Дирек и Шейла куда-то исчезли, на улице, тихой в этот рабочий час, виднелись только автомобили четырех судей да две-три кучки зрителей, обсуждавших дело, а посреди мостовой стоял, опираясь на палку, хромой старик с обвислыми усами.
– Могла выйти большая неприятность. – Голос мистера Погрема раздался прямо над ухом Феликса. – Скажите, а он не приложил к этому руку? В самом деле нет?
Феликс яростно замотал головой – разок-другой и у него мелькала подобная мысль, но он решительно ее отверг, когда услышал из чужих уст, да еще таких больших и совсем резиновых.
– Нет-нет… Нервный юноша, обостренное чувство чести и повышенная чувствительность. Вот и все.
– Ну да, конечно, – успокоительно замурлыкал мистер Погрем. – О, эта молодежь! В странное время мы живем, мистер Фриленд. Каких только идей нет в ходу! Таким юношам, как он, лучше в армии – безопаснее. Там идеи не в ходу.
– Что будет дальше с Трайстом? – спросил Феликс.
– Надо ждать, – ответил мистер Погрем. – Ничего не поделаешь – надо ждать. Придется ему месяца три потомиться. Такая уж у нас система – никуда не годная.
– А если потом его оправдают?
Мистер Погрем покачал круглой головой, украшенной багровыми ушами, и сказал:
– Ах! Я часто говорил жене: «Беда быть гуманистом. Право, хорошо иметь резиновое сердце – прекрасная вещь, истинное спасение!» Ну что ж, до свидания. Если пожелаете что-нибудь сообщить – всегда к вашим услугам. – И, распространяя одуряющий запах гуттаперчи, он потряс руку Феликса и скрылся в дверях дома, на которых сверкающими буквами было написано: «Эдвард Погрем, Джеймс Коллет. Поверенные. Адвокаты».
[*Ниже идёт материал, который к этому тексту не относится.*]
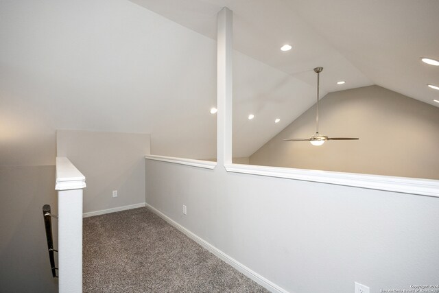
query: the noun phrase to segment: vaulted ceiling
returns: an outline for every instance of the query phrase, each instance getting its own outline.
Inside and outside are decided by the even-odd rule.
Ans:
[[[5,0],[0,165],[53,163],[56,129],[150,133],[154,154],[215,157],[224,6],[234,12],[235,156],[315,103],[318,66],[320,96],[378,84],[439,106],[426,86],[439,67],[420,61],[439,59],[436,0]]]
[[[324,68],[320,97],[377,84],[439,106],[433,101],[439,91],[427,86],[439,84],[439,67],[420,61],[424,56],[439,60],[439,1],[132,1],[212,39],[216,13],[226,6],[234,14],[235,50],[286,73],[268,86],[268,76],[262,85],[255,82],[264,73],[253,71],[252,84],[235,86],[233,150],[237,156],[250,154],[313,103],[316,67]],[[281,51],[284,44],[292,49]],[[252,75],[236,59],[235,80]],[[346,83],[337,85],[340,80]],[[284,83],[289,84],[284,89],[287,92],[279,93]],[[252,88],[253,93],[241,92]],[[255,119],[248,121],[250,113]],[[276,117],[281,119],[280,125],[273,124]]]

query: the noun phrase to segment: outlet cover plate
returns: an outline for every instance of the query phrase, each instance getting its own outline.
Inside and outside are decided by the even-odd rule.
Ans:
[[[354,282],[354,284],[355,285],[355,293],[370,293],[370,290],[368,286],[357,282]]]

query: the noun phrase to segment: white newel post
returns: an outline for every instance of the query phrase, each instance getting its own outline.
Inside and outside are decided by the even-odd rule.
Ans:
[[[85,177],[65,157],[56,158],[58,277],[60,293],[82,292],[82,189]]]
[[[217,162],[232,163],[233,12],[224,7],[217,16]]]

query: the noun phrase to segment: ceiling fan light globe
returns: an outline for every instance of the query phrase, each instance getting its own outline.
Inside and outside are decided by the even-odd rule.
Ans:
[[[311,143],[311,144],[313,145],[318,146],[322,145],[323,143],[324,143],[324,141],[323,139],[315,139],[309,141],[309,143]]]

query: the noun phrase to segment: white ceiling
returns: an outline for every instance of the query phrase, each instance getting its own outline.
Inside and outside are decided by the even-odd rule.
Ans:
[[[439,84],[439,69],[420,60],[439,60],[437,0],[131,1],[213,39],[226,6],[235,49],[312,85],[323,67],[324,92],[378,84],[439,106],[426,86]],[[281,51],[285,43],[293,49]]]
[[[224,6],[234,12],[235,156],[315,103],[318,66],[321,96],[376,84],[439,106],[425,85],[439,68],[419,60],[439,59],[436,0],[7,0],[0,165],[52,163],[56,129],[150,133],[154,154],[215,157]]]
[[[323,67],[320,97],[378,84],[439,106],[433,101],[439,92],[426,85],[439,84],[439,68],[420,60],[439,60],[436,0],[131,1],[212,39],[216,38],[217,12],[229,8],[237,51],[313,87],[312,69]],[[281,51],[286,43],[293,49]],[[236,63],[235,76],[240,73]],[[346,84],[337,85],[340,80]],[[248,95],[246,105],[239,85],[234,86],[234,155],[252,154],[313,103],[315,89],[305,90],[299,84],[278,95],[277,105],[272,103],[279,91],[274,84],[263,97]],[[257,87],[255,82],[246,86]],[[246,120],[250,112],[259,120]],[[275,116],[283,119],[281,125],[272,124]]]

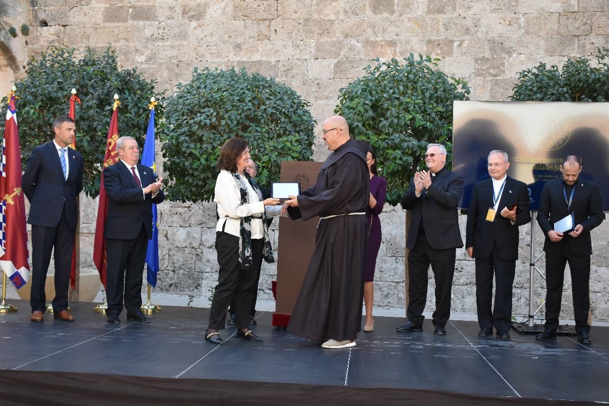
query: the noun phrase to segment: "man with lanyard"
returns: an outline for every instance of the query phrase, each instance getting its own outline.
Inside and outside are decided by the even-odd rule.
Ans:
[[[512,292],[518,259],[518,227],[531,220],[527,185],[507,176],[507,153],[488,154],[490,178],[474,184],[467,212],[465,250],[476,258],[476,304],[480,337],[510,338]],[[516,203],[516,204],[515,204]],[[519,207],[518,204],[519,204]],[[495,309],[493,276],[495,278]]]
[[[577,341],[591,344],[588,314],[590,309],[590,230],[604,220],[600,192],[592,182],[580,178],[582,165],[577,156],[567,156],[560,166],[561,178],[547,183],[541,191],[537,222],[546,235],[546,324],[537,340],[556,337],[560,314],[565,267],[571,270],[573,312]],[[554,229],[565,217],[573,219],[572,229]]]

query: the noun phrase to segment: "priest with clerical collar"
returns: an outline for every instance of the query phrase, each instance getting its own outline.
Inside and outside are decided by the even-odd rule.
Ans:
[[[451,292],[456,251],[463,247],[457,205],[463,193],[463,178],[445,167],[446,149],[430,144],[425,153],[428,170],[415,173],[402,207],[412,211],[406,247],[408,254],[408,322],[398,332],[420,331],[427,301],[430,264],[435,279],[434,334],[444,335],[450,317]]]

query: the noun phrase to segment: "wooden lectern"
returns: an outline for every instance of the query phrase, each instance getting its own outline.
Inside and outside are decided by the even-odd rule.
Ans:
[[[306,191],[317,181],[317,174],[323,162],[284,161],[281,163],[282,182],[300,182],[300,190]],[[309,267],[315,249],[315,236],[319,217],[306,222],[302,219],[279,219],[277,284],[275,312],[272,324],[276,328],[285,328],[290,321],[300,292],[300,286]]]

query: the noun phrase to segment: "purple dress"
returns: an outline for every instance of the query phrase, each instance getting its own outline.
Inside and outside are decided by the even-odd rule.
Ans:
[[[382,211],[385,205],[385,195],[387,193],[387,181],[384,178],[375,175],[370,179],[370,193],[376,199],[376,206],[371,209],[370,205],[366,208],[366,217],[368,217],[368,226],[370,234],[366,246],[366,264],[364,268],[364,281],[372,282],[375,279],[375,268],[376,267],[376,256],[381,247],[381,220],[379,214]]]

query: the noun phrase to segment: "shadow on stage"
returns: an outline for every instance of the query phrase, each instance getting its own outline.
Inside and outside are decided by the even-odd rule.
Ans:
[[[29,303],[0,315],[0,405],[545,405],[609,402],[609,327],[593,345],[559,336],[536,341],[479,338],[477,323],[452,321],[435,336],[397,333],[403,319],[376,317],[351,349],[276,331],[269,312],[252,328],[264,343],[224,330],[203,340],[209,310],[164,307],[142,324],[108,324],[91,303],[76,321],[29,321]]]

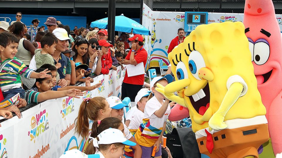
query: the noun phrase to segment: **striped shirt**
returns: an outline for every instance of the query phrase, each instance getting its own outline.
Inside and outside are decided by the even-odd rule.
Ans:
[[[29,78],[33,72],[15,57],[3,61],[0,59],[0,86],[2,91],[22,87],[20,75]]]
[[[38,103],[38,95],[40,94],[38,91],[37,88],[32,88],[30,90],[26,90],[24,92],[24,99],[27,104],[32,103]]]
[[[25,49],[24,47],[23,43],[24,40],[27,40],[24,38],[20,40],[19,42],[18,53],[16,54],[15,56],[22,61],[26,65],[29,65],[29,63],[31,60],[31,56],[30,52]]]

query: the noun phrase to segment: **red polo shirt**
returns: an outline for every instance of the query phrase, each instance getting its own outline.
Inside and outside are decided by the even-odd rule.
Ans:
[[[131,50],[130,50],[128,54],[126,56],[126,57],[125,57],[125,59],[126,60],[129,60],[130,55],[131,54]],[[137,63],[143,62],[145,68],[146,65],[147,57],[148,56],[147,51],[145,50],[145,49],[143,48],[143,46],[142,46],[139,50],[136,51],[136,52],[134,56],[134,59],[136,61]],[[144,73],[145,73],[145,72],[144,72]],[[125,76],[124,77],[124,79],[123,79],[123,82],[132,85],[142,85],[144,83],[144,74],[142,74],[137,76],[129,77],[127,76],[127,71],[125,72]]]
[[[183,41],[184,41],[184,39],[185,39],[185,37],[183,37]],[[171,40],[171,42],[170,42],[170,44],[169,44],[169,46],[168,47],[168,49],[167,49],[167,53],[168,54],[170,53],[172,51],[172,49],[174,48],[174,47],[175,47],[176,46],[178,45],[178,44],[181,43],[181,42],[179,40],[178,36],[176,36],[175,38],[172,39],[172,40]]]

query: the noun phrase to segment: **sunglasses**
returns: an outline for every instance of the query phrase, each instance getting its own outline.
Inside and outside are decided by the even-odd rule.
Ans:
[[[86,43],[87,43],[88,44],[89,44],[89,42],[88,42],[88,40],[87,40],[87,39],[84,38],[80,38],[79,40],[77,41],[77,43],[78,44],[79,42],[83,42],[84,41],[86,41]],[[79,44],[78,44],[79,45]]]

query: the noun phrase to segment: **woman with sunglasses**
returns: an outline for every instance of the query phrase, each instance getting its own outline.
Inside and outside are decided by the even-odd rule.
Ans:
[[[18,52],[15,56],[28,67],[31,60],[31,56],[34,55],[35,47],[30,41],[24,38],[24,24],[20,22],[15,22],[8,29],[10,32],[14,34],[19,41]]]
[[[102,68],[101,59],[103,55],[102,51],[97,50],[97,46],[99,45],[99,43],[96,39],[90,39],[89,40],[89,42],[90,44],[88,47],[88,52],[89,56],[90,56],[89,67],[92,68],[92,73],[96,75],[99,75],[101,73]]]

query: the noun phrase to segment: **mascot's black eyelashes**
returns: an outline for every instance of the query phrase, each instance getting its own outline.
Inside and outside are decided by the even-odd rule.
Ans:
[[[191,48],[190,48],[190,43],[188,44],[188,48],[189,49],[189,51],[190,51],[190,52],[192,52],[192,51],[193,51],[193,50],[196,50],[195,49],[195,42],[193,42],[193,50],[191,50]]]
[[[177,62],[177,63],[175,63],[175,62],[174,61],[174,59],[172,59],[172,63],[173,63],[173,65],[174,65],[176,66],[177,66],[177,64],[180,61],[182,61],[182,60],[181,60],[181,54],[180,53],[179,54],[179,60],[180,61],[179,61],[178,59],[177,58],[177,54],[175,54],[175,59],[176,60],[176,61]]]

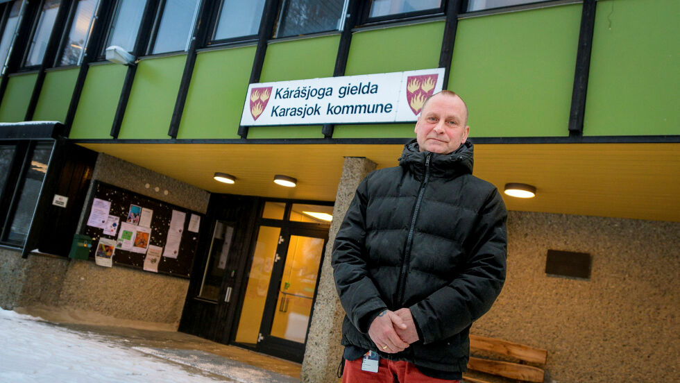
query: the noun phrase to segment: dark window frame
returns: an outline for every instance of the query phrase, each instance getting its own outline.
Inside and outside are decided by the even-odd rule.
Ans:
[[[342,10],[341,11],[341,13],[340,13],[340,17],[338,19],[339,21],[342,20],[343,18],[346,18],[346,15],[347,14],[348,12],[349,12],[349,10],[348,9],[348,1],[349,0],[343,0]],[[300,34],[300,35],[291,35],[291,36],[279,36],[279,35],[278,35],[278,31],[278,31],[279,26],[281,25],[281,24],[282,24],[281,22],[283,19],[283,12],[286,9],[286,7],[287,7],[289,5],[289,1],[290,1],[290,0],[279,0],[278,1],[277,1],[278,3],[277,3],[277,7],[276,7],[276,8],[277,8],[276,9],[276,12],[275,12],[275,15],[276,16],[275,16],[275,17],[274,19],[274,26],[273,26],[273,28],[271,30],[271,36],[270,37],[270,39],[271,40],[284,40],[298,39],[298,38],[301,38],[301,37],[307,37],[315,36],[315,35],[329,35],[329,34],[339,34],[339,33],[342,33],[342,29],[344,28],[344,26],[345,26],[345,22],[344,22],[343,20],[341,22],[341,24],[343,26],[342,28],[336,28],[334,29],[328,29],[327,31],[317,31],[316,32],[309,32],[308,33],[303,33],[303,34]]]
[[[210,10],[208,11],[208,15],[210,15],[207,20],[208,33],[205,34],[205,41],[202,42],[203,44],[200,45],[201,47],[208,47],[208,46],[229,46],[235,44],[243,44],[247,42],[256,43],[257,42],[257,38],[260,35],[259,33],[255,33],[253,35],[248,35],[244,36],[239,36],[237,37],[231,37],[228,39],[212,39],[212,36],[215,35],[217,31],[218,24],[219,22],[219,17],[222,13],[222,6],[224,4],[224,0],[220,0],[219,1],[214,1],[210,6]],[[262,22],[264,22],[264,14],[267,10],[267,2],[265,1],[264,5],[262,7],[262,14],[260,15],[260,27],[257,28],[259,31],[260,28],[262,28]]]
[[[146,9],[147,8],[147,4],[149,1],[152,0],[144,0],[144,6]],[[115,22],[116,19],[116,12],[118,12],[121,3],[123,0],[115,0],[115,4],[114,6],[111,7],[111,12],[109,15],[106,15],[106,30],[103,34],[101,40],[101,46],[99,49],[99,52],[97,53],[97,58],[96,61],[105,61],[106,60],[106,48],[108,44],[109,37],[111,37],[111,31],[113,28],[113,24]],[[155,10],[153,10],[153,12],[155,12]],[[145,13],[142,14],[142,18],[139,19],[139,26],[137,30],[137,35],[135,36],[135,43],[133,46],[133,49],[128,51],[128,53],[134,54],[135,48],[136,48],[136,42],[139,38],[139,35],[142,34],[148,34],[149,31],[144,30],[144,17],[146,16]]]
[[[19,66],[18,68],[19,71],[29,71],[37,70],[40,69],[40,67],[42,65],[42,62],[38,64],[34,64],[33,65],[26,65],[26,62],[28,59],[28,54],[31,53],[31,44],[33,44],[33,37],[35,35],[35,33],[37,31],[37,25],[40,22],[40,15],[42,12],[42,7],[44,6],[45,2],[49,0],[40,0],[38,6],[35,10],[34,14],[31,15],[31,33],[28,34],[28,39],[26,40],[26,46],[24,47],[23,54],[22,55],[21,65]],[[68,1],[69,0],[60,1],[59,6],[57,7],[58,13],[59,12],[59,7],[61,6],[61,3],[64,1]],[[52,28],[50,30],[50,34],[49,36],[47,36],[48,42],[49,42],[50,38],[52,36],[52,34],[55,33],[54,26],[58,23],[58,20],[56,19],[56,15],[55,15],[55,20],[54,22],[52,24]],[[46,50],[45,53],[46,53]],[[43,56],[42,56],[43,61],[44,61],[45,53],[43,53]]]
[[[96,21],[97,17],[101,16],[99,15],[101,11],[101,7],[103,6],[103,3],[106,0],[96,0],[96,5],[94,6],[94,13],[92,15],[92,20],[91,23],[92,24]],[[90,40],[92,40],[93,37],[96,37],[99,38],[99,36],[94,36],[94,29],[91,29],[88,33],[87,37],[83,43],[83,50],[84,51],[83,56],[81,56],[81,59],[79,60],[80,62],[76,62],[75,64],[71,64],[69,65],[62,65],[61,59],[62,55],[64,54],[64,50],[66,49],[66,44],[68,44],[69,35],[71,33],[71,27],[73,26],[73,23],[74,19],[76,18],[76,11],[78,10],[78,4],[80,0],[72,0],[71,4],[69,6],[69,12],[68,16],[66,18],[66,22],[64,24],[64,30],[62,31],[61,36],[59,38],[59,49],[57,49],[57,53],[54,57],[54,62],[52,62],[53,68],[76,68],[80,66],[82,62],[85,61],[85,55],[87,54],[87,44],[90,43]]]
[[[194,8],[194,18],[192,19],[192,25],[189,26],[189,35],[187,35],[187,41],[189,41],[191,37],[194,36],[194,31],[196,29],[196,24],[201,21],[201,15],[198,15],[198,10],[201,8],[202,1],[203,0],[196,0],[196,8]],[[151,23],[151,32],[148,33],[148,40],[146,48],[144,50],[144,56],[145,57],[162,57],[188,53],[188,46],[185,46],[185,48],[179,51],[169,51],[167,52],[160,52],[158,53],[153,53],[153,48],[156,44],[156,38],[158,37],[158,30],[160,28],[160,23],[163,19],[163,14],[165,12],[165,6],[167,5],[167,3],[168,0],[160,0],[158,7],[155,10],[156,15]],[[143,32],[146,33],[148,31],[144,31]]]
[[[466,0],[467,1],[467,0]],[[421,19],[429,19],[431,17],[441,17],[445,15],[446,0],[441,0],[439,8],[430,8],[423,10],[416,10],[414,12],[405,12],[403,13],[395,13],[377,17],[371,17],[371,6],[372,1],[362,1],[361,9],[359,10],[359,22],[357,26],[370,26],[374,25],[382,25],[391,24],[396,22],[410,22],[412,20],[419,20]]]
[[[26,183],[26,175],[31,168],[31,160],[33,158],[33,153],[37,147],[48,145],[51,147],[50,158],[51,158],[54,151],[54,142],[52,141],[44,139],[22,140],[18,142],[0,141],[0,146],[15,146],[15,153],[10,171],[5,181],[4,187],[0,191],[1,192],[1,194],[0,194],[0,221],[2,222],[2,225],[0,226],[0,246],[21,249],[24,248],[26,244],[25,241],[19,243],[9,240],[8,237],[11,229],[12,221],[17,213],[17,204]],[[46,164],[49,169],[49,162]],[[42,180],[43,185],[44,185],[44,178]],[[40,198],[40,196],[38,195],[35,201],[35,206],[33,207],[31,223],[35,218],[35,209]],[[31,225],[28,227],[29,231],[31,230],[30,226]]]

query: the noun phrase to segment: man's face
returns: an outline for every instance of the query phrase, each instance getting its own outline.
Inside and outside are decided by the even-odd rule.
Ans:
[[[420,151],[450,153],[468,138],[470,127],[465,103],[460,97],[437,94],[430,99],[416,123]]]

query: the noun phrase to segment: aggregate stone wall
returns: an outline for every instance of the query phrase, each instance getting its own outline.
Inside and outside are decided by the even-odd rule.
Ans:
[[[547,349],[545,382],[677,381],[680,223],[510,212],[508,234],[505,286],[472,333]],[[590,253],[590,280],[547,276],[548,249]]]

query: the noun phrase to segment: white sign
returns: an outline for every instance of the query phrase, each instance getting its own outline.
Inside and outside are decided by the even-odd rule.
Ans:
[[[60,196],[59,194],[55,194],[54,198],[52,198],[52,205],[55,206],[60,206],[61,207],[66,207],[66,204],[69,202],[69,197],[65,196]]]
[[[241,125],[412,122],[444,69],[250,84]]]

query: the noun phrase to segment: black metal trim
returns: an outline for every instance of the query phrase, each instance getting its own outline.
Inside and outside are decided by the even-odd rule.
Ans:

Расставшись с маленьким гуманистом, Феликс отправился обратно к зданию суда. Автомобили укатили, а люди разошлись; только старик, опиравшийся на палку, тот самый, у которого были обвислые усы, еще стоял в полном одиночестве, как галка со сломанным крылом. Феликсу в эту минуту очень хотелось с кем-нибудь поговорить, и он подошел к старику.
– Хорошая погода.
– Да, сэр, погодка ничего, – ответил старик, и они умолкли, стоя друг против друга. Между людьми разных классов и привычек – пропасть, и она еще никогда так не зияла перед Феликсом, как сейчас. Встревоженный, растерянный, он был бы рад излить душу этому оборванному черноглазому старику с хромой ногой и обвислыми усами, который, наверное, хлебнул немало горя и прожил суровую и примитивную жизнь. Феликс был бы рад, если бы и старик открыл ему свою душу. Но у него не нашлось слов, которые могли бы перекинуть мост через разделявшую их пропасть. Наконец он спросил:
– Вы здешний?
– Нет, сэр. Я из-под Молверна. Живу с дочерью из-за ноги. Муж ее работает на здешнем заводе.
– А я из Лондона.
– Да, это сразу видно. Красивый, говорят, город.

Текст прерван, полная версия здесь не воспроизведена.